The health and social care services sectors employ approximately 3.25 million people in Great Britain. Both sectors are rapidly growing with forecasts of an additional 1 million workers needed in the social care sector alone by 2025.
The health care sector is dominated by the NHS employing around 1.4 million workers. The NHS and private healthcare organisations employ migrant workers, directly or through agencies, in a diverse range of occupations including nursing and auxilliaries, ancilliary and facilities staff and a proportion of highly skilled, highly paid medical practitioners such as dentists, surgeons and other doctors.
The social care services sector includes public, private, partnership and voluntary organisations and is dominated by micro and small employers providing domicilliary care, residential and nursing care homes. The majority of the workforce are employed in community and domicilliary care services.
The health and social care sectors have faced staffing shortages resulting from factors such rapid growth in demand for services and an ageing workforce and reduction in employment retention rates.
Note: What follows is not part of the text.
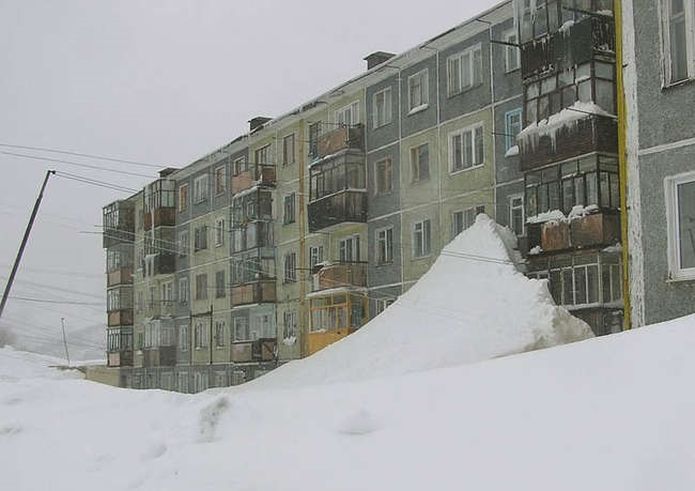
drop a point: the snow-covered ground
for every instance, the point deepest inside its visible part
(612, 413)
Recruitment from overseas has been a key strategy in the NHS and in recent years overseas sources have contributed about 45 per cent of the new entrants registered with the Nursing and Midwifery Council.
An estimated 5.1 million days were lost to work-related ill health or injury within the health and social care services sectors in 2007/08. The main causes of injury and ill health are work related stress, manual handling and musculoskeletal disorders, slips and trips, dermtatitis and violence.
In addition to the duty to ensure that risks to migrant workers are being managed, health and social care providers must also take steps to ensure that the safety of patients and service users is protected; for example by ensuring competence in new and unfamiliar equipment and procedures; that work instructions and different clinical practices are understood; and that there is effective communication between staff and patients/service users.